I’m talking about people who just answer the phone and book or explain they can’t book appointments.
It makes people irrationally angry that they can’t get through to a living soul.
If reception apparently earn minimum wage then surely they can manage that

Do you spend 2 hours repeat pressing redial to try and get through to ANYONE

Bagamoyo1 · 21/05/2021 00:21

@Dunlin

Christ. A video full of people (mostly women) recounting the abuse they routinely receive while doing their poorly paid jobs and every second post on this thread is yeah, but...

Shame on all of you.

Primary care is utterly broken because demand spectacularly outstrips supply.

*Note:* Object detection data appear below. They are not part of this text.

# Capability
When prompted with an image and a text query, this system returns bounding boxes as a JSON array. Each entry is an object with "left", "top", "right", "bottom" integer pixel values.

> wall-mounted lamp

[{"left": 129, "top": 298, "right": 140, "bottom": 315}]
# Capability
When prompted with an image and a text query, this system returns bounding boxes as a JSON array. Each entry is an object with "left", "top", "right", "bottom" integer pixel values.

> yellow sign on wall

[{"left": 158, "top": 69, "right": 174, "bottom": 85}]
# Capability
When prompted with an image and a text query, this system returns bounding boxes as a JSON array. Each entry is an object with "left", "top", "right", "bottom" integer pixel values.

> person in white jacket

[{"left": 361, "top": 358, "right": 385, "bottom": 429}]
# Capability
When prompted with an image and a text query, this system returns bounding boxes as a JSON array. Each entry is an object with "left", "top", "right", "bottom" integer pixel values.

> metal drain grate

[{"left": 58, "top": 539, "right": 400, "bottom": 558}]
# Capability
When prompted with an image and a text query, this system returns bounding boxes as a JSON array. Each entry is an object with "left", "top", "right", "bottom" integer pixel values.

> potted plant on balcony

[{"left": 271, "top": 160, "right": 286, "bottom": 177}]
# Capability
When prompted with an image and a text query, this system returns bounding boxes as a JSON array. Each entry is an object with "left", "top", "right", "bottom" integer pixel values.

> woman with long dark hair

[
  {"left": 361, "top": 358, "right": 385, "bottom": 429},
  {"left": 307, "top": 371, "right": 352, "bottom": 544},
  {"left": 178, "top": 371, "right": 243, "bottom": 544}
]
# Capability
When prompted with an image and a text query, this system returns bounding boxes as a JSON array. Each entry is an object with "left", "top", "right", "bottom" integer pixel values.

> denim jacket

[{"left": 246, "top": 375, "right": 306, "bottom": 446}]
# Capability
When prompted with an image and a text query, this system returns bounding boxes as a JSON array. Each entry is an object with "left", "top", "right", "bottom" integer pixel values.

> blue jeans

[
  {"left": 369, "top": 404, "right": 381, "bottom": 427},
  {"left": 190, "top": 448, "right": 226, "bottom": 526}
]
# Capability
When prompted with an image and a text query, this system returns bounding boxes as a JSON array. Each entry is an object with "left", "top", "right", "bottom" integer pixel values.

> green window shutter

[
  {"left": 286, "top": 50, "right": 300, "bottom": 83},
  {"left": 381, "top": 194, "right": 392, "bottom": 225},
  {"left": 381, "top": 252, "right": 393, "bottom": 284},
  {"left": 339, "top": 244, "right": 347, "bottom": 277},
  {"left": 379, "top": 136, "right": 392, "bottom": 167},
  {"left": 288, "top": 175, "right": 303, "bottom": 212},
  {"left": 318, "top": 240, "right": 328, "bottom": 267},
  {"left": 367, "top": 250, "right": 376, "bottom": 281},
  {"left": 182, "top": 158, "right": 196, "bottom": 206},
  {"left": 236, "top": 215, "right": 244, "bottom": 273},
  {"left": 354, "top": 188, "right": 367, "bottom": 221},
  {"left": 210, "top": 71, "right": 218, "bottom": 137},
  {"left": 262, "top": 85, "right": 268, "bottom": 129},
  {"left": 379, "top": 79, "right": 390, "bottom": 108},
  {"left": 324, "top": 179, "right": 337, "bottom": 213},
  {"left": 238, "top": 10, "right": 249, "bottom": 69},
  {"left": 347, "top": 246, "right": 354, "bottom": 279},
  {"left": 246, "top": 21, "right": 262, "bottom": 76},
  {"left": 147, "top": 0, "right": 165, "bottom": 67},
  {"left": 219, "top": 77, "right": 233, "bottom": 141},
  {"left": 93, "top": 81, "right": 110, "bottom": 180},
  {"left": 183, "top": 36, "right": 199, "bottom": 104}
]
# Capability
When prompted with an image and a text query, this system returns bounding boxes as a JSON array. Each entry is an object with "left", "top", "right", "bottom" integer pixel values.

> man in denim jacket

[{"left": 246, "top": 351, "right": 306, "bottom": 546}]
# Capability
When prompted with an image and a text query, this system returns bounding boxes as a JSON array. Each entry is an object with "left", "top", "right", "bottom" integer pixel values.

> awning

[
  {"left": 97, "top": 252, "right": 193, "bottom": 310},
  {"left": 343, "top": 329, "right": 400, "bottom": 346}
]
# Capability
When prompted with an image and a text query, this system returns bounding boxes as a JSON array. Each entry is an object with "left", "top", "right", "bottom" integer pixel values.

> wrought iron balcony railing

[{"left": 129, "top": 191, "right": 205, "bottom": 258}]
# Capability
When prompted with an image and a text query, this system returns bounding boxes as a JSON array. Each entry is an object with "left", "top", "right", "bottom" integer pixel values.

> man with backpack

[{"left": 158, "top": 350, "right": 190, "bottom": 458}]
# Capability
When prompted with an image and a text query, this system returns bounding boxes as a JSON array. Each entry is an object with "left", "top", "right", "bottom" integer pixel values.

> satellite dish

Thread after thread after thread on mumsnet GP bashing and people still don’t realise that things are shit because there are simply not enough primary care appointments to meet the escalating demand. The system is fucked and the people responsible for that work in the Houses of Parliament, not your local surgery. The people working in primary care are madly bailing out a rapidly sinking ship, and they’re getting abuse because their not bailing hard enough, and the quality of their bailing isn’t good enough. Anyone on this thread criticising the service who don't have first hand experience of working in it have zero clue how hard surgeries are working right now. Zero clue.

My husband started at his practice at 8am today. He’s still there now. He’s probably got a year or so left in him working at this pace before he jacks it in. He’s 46.
To be honest threads like this make me wish primary care would hurry up and break, then it can be privatised and I’ll get a husband back who isn’t at work all the live long fucking day, comes home exhausted, lies awake at night worrying about what terrible mistake he might have made because he’s seeing so many patients at break neck speed, and then spends all weekend worrying and feeling sick about Monday coming round again.
We might get an increase in his salary too if it all goes private, which would be splendid seeing as it hasn’t happened for over 10 years in this house.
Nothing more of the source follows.